- Born: Douglas Glen Whitman 1972
- Education: New York University (Ph.D., 2000); American University (B.A., 1994);
- Occupation(s): Economist, screenwriter
- Years active: 2000–present
- Employer: California State University, Northridge
- Website: Official website

= Glen Whitman =

American screenwriter

Douglas Glen Whitman is an American television writer and a professor of economics.

== Academic career ==
Whitman is a professor of economics at California State University, Northridge, where he has been on the faculty since 2000. He has also served as a research fellow at the libertarian-oriented Independent Institute, a public policy think tank.

His expertise is in microeconomics, applied game theory, and economic analysis of law. He received his Ph.D. in economics from New York University in 2000 and his undergraduate degree in economics and politics from American University in 1994.

Whitman's 2014 book Economics of the Undead, co-edited with James Dow, is an academic collection of essays that use zombies to explain and demonstrate concepts of economics. He is also the author of Strange Brew: Alcohol and Government Monopoly (2003).

==Screenwriting career==
In his second career, Whitman has written for the FOX science-fiction series Fringe, the El Rey Network series Matador, the FX series The Strain, and NBC's The Blacklist: Redemption.

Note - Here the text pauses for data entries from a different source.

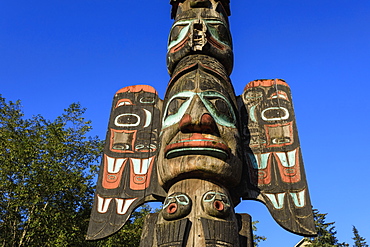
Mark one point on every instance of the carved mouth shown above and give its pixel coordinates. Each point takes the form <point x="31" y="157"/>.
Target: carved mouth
<point x="197" y="144"/>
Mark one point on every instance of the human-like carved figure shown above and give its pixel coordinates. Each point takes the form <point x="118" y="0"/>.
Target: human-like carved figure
<point x="202" y="149"/>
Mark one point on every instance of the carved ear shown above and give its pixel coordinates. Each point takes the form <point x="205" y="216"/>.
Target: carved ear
<point x="176" y="206"/>
<point x="273" y="169"/>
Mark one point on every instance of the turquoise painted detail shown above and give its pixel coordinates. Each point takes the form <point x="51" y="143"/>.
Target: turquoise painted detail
<point x="291" y="161"/>
<point x="181" y="199"/>
<point x="205" y="97"/>
<point x="211" y="196"/>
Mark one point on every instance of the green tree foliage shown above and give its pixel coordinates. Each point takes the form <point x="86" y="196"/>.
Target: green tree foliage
<point x="129" y="235"/>
<point x="325" y="232"/>
<point x="46" y="188"/>
<point x="256" y="238"/>
<point x="359" y="241"/>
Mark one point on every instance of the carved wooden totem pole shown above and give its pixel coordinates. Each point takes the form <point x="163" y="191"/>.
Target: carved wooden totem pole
<point x="202" y="149"/>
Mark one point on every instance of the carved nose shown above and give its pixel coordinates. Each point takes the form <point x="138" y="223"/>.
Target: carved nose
<point x="206" y="124"/>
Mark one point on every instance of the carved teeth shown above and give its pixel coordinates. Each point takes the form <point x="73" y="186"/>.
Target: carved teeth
<point x="299" y="198"/>
<point x="114" y="165"/>
<point x="123" y="205"/>
<point x="103" y="204"/>
<point x="260" y="160"/>
<point x="141" y="166"/>
<point x="291" y="155"/>
<point x="277" y="200"/>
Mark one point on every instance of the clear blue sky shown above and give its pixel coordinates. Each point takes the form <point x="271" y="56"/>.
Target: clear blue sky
<point x="53" y="53"/>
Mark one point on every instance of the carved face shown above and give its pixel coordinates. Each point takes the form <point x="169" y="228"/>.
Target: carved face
<point x="200" y="31"/>
<point x="199" y="135"/>
<point x="176" y="205"/>
<point x="132" y="138"/>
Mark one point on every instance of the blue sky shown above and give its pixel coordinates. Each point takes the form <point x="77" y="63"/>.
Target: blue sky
<point x="53" y="53"/>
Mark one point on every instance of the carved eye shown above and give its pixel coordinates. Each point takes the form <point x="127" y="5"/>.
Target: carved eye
<point x="216" y="204"/>
<point x="176" y="206"/>
<point x="175" y="105"/>
<point x="220" y="32"/>
<point x="127" y="120"/>
<point x="175" y="32"/>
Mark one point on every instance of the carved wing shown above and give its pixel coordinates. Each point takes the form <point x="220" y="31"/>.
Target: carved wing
<point x="274" y="167"/>
<point x="128" y="176"/>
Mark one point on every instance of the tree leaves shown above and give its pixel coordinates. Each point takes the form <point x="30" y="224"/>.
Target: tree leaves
<point x="46" y="191"/>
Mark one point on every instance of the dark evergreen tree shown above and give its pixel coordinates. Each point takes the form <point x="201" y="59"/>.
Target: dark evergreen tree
<point x="359" y="241"/>
<point x="325" y="232"/>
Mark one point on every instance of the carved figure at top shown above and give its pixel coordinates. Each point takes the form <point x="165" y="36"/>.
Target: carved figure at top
<point x="203" y="148"/>
<point x="201" y="27"/>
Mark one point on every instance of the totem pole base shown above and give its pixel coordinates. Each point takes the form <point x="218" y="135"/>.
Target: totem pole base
<point x="204" y="226"/>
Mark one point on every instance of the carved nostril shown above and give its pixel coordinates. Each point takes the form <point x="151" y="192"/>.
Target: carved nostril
<point x="172" y="208"/>
<point x="219" y="206"/>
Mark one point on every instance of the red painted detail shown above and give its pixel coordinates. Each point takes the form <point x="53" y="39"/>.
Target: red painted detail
<point x="265" y="83"/>
<point x="179" y="46"/>
<point x="279" y="94"/>
<point x="123" y="102"/>
<point x="128" y="132"/>
<point x="111" y="180"/>
<point x="206" y="124"/>
<point x="219" y="206"/>
<point x="137" y="88"/>
<point x="197" y="140"/>
<point x="290" y="174"/>
<point x="140" y="181"/>
<point x="268" y="129"/>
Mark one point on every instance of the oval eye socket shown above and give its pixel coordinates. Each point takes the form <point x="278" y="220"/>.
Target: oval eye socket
<point x="176" y="206"/>
<point x="175" y="32"/>
<point x="275" y="113"/>
<point x="175" y="105"/>
<point x="220" y="32"/>
<point x="127" y="120"/>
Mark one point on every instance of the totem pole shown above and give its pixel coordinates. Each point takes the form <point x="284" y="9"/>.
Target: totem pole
<point x="202" y="149"/>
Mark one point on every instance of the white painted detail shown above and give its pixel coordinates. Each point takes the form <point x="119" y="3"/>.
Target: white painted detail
<point x="127" y="125"/>
<point x="277" y="200"/>
<point x="288" y="159"/>
<point x="141" y="166"/>
<point x="103" y="204"/>
<point x="123" y="205"/>
<point x="262" y="160"/>
<point x="148" y="118"/>
<point x="114" y="165"/>
<point x="285" y="117"/>
<point x="299" y="198"/>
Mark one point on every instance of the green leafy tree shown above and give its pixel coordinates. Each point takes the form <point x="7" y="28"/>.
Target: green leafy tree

Along with his writing partner Robert Chiappetta, Whitman was a science advisor to the creators of Fringe before its first season. Whitman and Chiappetta served as executive story editors on Fringe, and contributed several scripts to the series.

===Fringe episodes===
- "Ability" (season 1, ep. 14) (teleplay by co-executive producer David H. Goodman, based on a story by Whitman and Chiappetta)
- "Of Human Action" (season 2, ep. 7)
- "The Bishop Revival" (season 2, ep. 4)
- "6955 kHz" (season 3, ep. 6)
- "6B" (season 3, ep. 14)
- "And Those We've Left Behind" (season 4, ep. 6)
- "A Better Human Being" (season 4, ep. 13) (teleplay by co-executive producers Alison Schapker and Monica Owusu-Breen, based on a story by Chiappetta and Whitman)

== Personal life ==
As a blogger on topics including language and linguistics, Whitman is credited with coining the word snowclone in 2004.